Harrison Barnes' detonation on Nikola Pekovic was about as close to perfect as it gets. It was a combination of the right crowd, a great call, a crazy bench celebration, a nice little stare-down and a smaller guy dunking on a bigger guy.
That's pretty much the perfect-dunk checklist.
In all honesty, one of the few negative things you could even say about Barnes' slam is that it happened too early in the year. This came less than a month into the season, so long ago that it almost seems like old news.
But that doesn't stop it from being one of the best dunks of 2012-13 and a slam good enough to be crowned No. 1 in almost any other year.
Just not this one.
There are great dunks, and then there are pantheon-level dunks—the ones that end up defining a season, or maybe even an entire era.
This dunk is in that category.
Say what you will about that fact that DeAndre Jordan is a center and Brandon Knight is a guard.
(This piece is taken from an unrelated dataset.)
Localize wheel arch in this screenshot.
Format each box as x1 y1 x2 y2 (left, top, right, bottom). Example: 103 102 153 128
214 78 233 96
It doesn't matter; it's that good. This season's “dunk of the year” competition was over as soon as this happened.
There are plenty of awesome things about this dunk, but here are just a few of the best:
- Jordan almost landing on Brandon Knight because it took him that long to come down.
- Knight's teammates gathering around him like they were at some kind of funeral.
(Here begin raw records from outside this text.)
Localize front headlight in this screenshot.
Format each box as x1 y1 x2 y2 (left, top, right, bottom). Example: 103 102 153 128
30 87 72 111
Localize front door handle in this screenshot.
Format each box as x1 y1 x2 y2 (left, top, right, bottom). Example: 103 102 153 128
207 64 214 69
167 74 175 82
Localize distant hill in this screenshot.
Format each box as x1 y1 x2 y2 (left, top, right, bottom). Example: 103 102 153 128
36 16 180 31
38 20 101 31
- Chris Paul pacing back and forth because he needed to calm down.
- The kids on the sidelines going absolutely crazy.
- The Los Angeles Clippers bench going absolutely crazy.
- Caron Butler's “did that really just happen?” face.
- Jordan's “I think Brandon Knight might be dead” face.
- Social media nearly ending because of the sheer amount of people talking about this.
There's an excellent chance that we'll be talking about this years from now. Maybe even decades from now. In a season of incredible dunks, this is the one that we'll remember forever.